[T]he same day President Bush vetoed a bill that would have forced taxpayers to further subsidize embryonic stem-cell experimentation, he signed the Fetus Farming Prohibition Act of 2006.
The former got lots of negative press; the latter caused barely a stir. The latter bode poorly for embryonic stem-cell research’s public image. Better to ignore.
At any rate, a ban on fetus farming wasn’t controversial, passing unanimously in both the Senate and House. Fetus farming seems far-fetched.
But ratifying FFPA scythed a huge swath through plans of embryonic stem-cell harvesters – laudable quick work by pro-life academics and politicos before the other side’s powerful lobby could sway self-interested politicians and Americans.
Never heard of this, you say?
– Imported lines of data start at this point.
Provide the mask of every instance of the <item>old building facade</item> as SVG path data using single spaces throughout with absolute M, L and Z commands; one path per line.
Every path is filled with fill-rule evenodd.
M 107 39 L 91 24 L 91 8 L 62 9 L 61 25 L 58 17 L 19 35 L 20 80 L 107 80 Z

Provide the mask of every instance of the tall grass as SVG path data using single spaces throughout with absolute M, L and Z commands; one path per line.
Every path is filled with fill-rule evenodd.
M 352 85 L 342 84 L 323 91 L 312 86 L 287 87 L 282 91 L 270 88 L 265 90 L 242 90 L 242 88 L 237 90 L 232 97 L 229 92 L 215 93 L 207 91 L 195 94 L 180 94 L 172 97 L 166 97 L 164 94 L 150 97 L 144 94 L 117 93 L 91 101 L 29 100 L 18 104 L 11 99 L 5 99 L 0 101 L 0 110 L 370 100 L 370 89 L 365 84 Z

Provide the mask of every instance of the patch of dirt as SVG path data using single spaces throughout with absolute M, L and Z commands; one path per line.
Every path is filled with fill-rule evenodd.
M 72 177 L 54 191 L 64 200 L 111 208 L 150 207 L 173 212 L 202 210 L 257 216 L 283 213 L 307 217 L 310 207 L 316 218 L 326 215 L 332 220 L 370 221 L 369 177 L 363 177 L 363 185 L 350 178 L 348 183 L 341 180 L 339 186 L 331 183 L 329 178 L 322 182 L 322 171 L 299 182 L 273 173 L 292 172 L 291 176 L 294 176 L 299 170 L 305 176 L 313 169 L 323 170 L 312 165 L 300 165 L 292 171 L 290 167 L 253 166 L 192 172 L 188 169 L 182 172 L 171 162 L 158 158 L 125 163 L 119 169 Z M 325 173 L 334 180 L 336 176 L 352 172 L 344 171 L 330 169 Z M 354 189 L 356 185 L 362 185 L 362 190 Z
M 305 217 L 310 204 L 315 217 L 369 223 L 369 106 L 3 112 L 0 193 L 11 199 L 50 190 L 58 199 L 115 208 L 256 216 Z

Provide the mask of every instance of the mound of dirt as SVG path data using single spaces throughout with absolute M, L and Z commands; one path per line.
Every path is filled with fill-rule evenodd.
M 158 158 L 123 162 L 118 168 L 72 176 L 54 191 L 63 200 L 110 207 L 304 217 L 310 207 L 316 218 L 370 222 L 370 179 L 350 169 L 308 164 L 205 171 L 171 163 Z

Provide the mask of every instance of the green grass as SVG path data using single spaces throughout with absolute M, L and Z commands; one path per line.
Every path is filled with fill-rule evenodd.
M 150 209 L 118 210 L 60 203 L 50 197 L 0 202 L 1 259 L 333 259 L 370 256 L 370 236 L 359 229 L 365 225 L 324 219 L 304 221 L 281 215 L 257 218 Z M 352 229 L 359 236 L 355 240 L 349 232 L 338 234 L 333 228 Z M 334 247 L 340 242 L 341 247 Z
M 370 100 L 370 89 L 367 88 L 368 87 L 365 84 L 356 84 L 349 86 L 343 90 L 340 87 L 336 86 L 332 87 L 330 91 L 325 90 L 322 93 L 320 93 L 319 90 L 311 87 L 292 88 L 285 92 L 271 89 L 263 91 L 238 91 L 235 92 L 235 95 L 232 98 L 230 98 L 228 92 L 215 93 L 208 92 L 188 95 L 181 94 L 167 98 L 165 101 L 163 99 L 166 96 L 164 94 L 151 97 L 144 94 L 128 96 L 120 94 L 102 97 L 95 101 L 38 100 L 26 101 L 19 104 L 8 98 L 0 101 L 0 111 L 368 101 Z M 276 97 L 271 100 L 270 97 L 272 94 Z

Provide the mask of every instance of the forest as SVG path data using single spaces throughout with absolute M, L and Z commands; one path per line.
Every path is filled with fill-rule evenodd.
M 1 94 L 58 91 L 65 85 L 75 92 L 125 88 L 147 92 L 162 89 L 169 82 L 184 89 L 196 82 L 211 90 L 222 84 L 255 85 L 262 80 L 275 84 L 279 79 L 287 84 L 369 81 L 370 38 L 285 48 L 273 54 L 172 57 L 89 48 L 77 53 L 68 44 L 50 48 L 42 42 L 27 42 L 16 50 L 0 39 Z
Well, it’s only the next logical step from a culture that believes that some should be killed to benefit others. The whole concept of fetal farming exists because of the sheer complexity of the human body and the fact that matches for organs that may be able to be grown from embryonic tissue is staggering. Even family are not always perfect matches for some organs. So if the scientists and researchers were actually able to find some sort of magical cure, in order to actually be implemented we would need to have a lot of different tissue types and blood types to choose from.
Remember what a fetus is– it’s a unborn child more than 8 weeks old with all of its organs intact. You can see in the image the size of these children. Now you understand why it was a no-brainer to pass this legislation. You see, it is a very slippery slope to start labeling children as tissue– one that leads to all sorts of things that we may one day wake up (soon, I hope) and mourn what we have done and what we have become.